The Rohingya crisis lead to a falling out between Bill Richardson and Aung San Suu Kyi

The World
A girl from the Pauktaw township stands in front of her family's shelter in a Rohingya internally displaced persons camp

Former New Mexico Governor Bill Richardson resigned last week from a panel looking into solutions to the Rohingya crisis in Myanmar. And on his way out he blasted Myanmar's de facto leader, Aung San Suu Kyi, for lacking "moral leadership" on the issue.

Richardson said he didn't want to be part of a "whitewash" set up to hide the real causes behind the violence that sparked the crisis. More than half a million Rohingya Muslims have fled their homes in Myanmar's Rakhine state after what they described as a systematic campaign by the Burmese military to destroy their communities.

Myanmar's government denies those allegations and claims Richardson didn't quit the Advisory Commission Board on Rakhine State but was fired instead.

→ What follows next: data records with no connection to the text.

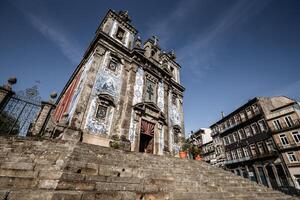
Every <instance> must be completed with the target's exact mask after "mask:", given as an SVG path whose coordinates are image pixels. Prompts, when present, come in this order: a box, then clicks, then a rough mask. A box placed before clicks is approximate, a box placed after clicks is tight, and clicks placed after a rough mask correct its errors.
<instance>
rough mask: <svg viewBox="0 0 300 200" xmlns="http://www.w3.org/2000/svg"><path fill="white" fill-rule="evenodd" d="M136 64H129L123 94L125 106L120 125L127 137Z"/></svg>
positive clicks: (122, 112) (129, 121)
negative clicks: (121, 125) (127, 74)
mask: <svg viewBox="0 0 300 200" xmlns="http://www.w3.org/2000/svg"><path fill="white" fill-rule="evenodd" d="M136 71H137V65H136V64H131V68H130V69H129V72H128V73H129V75H128V80H127V83H128V84H127V88H126V91H127V92H126V96H125V106H124V111H123V112H122V120H121V121H122V126H121V130H122V131H121V132H122V134H124V135H126V137H128V138H129V128H130V120H131V119H130V118H128V116H131V113H132V106H133V105H132V102H133V97H134V86H135V78H136ZM131 117H132V116H131Z"/></svg>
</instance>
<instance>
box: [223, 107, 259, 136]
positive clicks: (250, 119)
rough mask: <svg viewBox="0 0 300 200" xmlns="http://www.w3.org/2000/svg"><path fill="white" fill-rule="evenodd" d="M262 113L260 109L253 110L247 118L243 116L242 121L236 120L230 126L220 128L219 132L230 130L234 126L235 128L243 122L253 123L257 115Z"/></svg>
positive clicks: (243, 122) (224, 132)
mask: <svg viewBox="0 0 300 200" xmlns="http://www.w3.org/2000/svg"><path fill="white" fill-rule="evenodd" d="M261 113H262V112H261V111H260V110H256V111H253V112H252V114H251V115H250V116H246V117H245V118H242V119H241V121H240V122H236V123H234V124H232V125H230V126H229V127H226V128H224V129H223V130H220V131H219V133H220V134H222V133H225V132H227V131H228V130H230V129H232V128H235V127H238V126H240V125H243V124H245V123H247V122H250V123H252V122H253V121H255V117H256V116H259V115H261Z"/></svg>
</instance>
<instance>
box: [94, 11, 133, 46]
mask: <svg viewBox="0 0 300 200" xmlns="http://www.w3.org/2000/svg"><path fill="white" fill-rule="evenodd" d="M130 23H131V19H130V17H129V15H128V11H119V12H118V13H115V12H113V11H111V10H110V11H109V12H108V13H107V15H106V17H105V18H104V20H103V21H102V23H101V25H100V27H99V28H98V30H97V32H98V31H102V32H104V33H106V34H107V35H108V36H109V37H111V38H112V39H114V40H115V41H116V42H118V43H119V44H122V45H123V46H125V47H126V48H129V49H132V48H133V42H134V38H135V35H136V34H137V31H136V30H135V28H134V27H133V26H132V25H131V24H130Z"/></svg>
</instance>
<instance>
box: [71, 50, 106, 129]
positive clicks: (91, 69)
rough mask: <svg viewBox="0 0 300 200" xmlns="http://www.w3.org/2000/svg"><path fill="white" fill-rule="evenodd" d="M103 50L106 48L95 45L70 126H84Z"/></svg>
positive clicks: (100, 60) (100, 64)
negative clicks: (73, 115) (82, 87)
mask: <svg viewBox="0 0 300 200" xmlns="http://www.w3.org/2000/svg"><path fill="white" fill-rule="evenodd" d="M105 52H106V49H104V47H102V46H97V47H96V50H95V53H94V54H93V56H94V58H93V59H94V60H93V62H92V65H91V67H90V69H89V71H88V72H87V76H86V81H85V84H84V86H83V88H82V92H81V94H80V97H79V99H78V103H77V105H76V109H75V113H74V116H73V121H72V122H71V125H72V128H74V129H83V128H84V124H85V120H86V117H87V111H88V108H89V105H90V103H91V98H90V97H91V93H92V89H93V85H94V83H95V79H96V75H97V72H98V70H99V68H100V67H102V66H101V63H102V61H103V58H104V54H105Z"/></svg>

This war of words comes after years in which Richardson championed Suu Kyi for her principled pro-democracy stand against the military rulers of her country. But now that her party is in power, Richardson said she isn't interested in hearing any bad news.

Richardson described Suu Kyi as becoming “furious” when he called for the freedom of two Reuters journalists who were arrested in Myanmar while covering the Rohingya crisis.

"I still like and respect her. I'm sure she doesn't like and respect me anymore," Richardson said. "But my hope is what I did be a small wake-up call to her that she's losing her friends."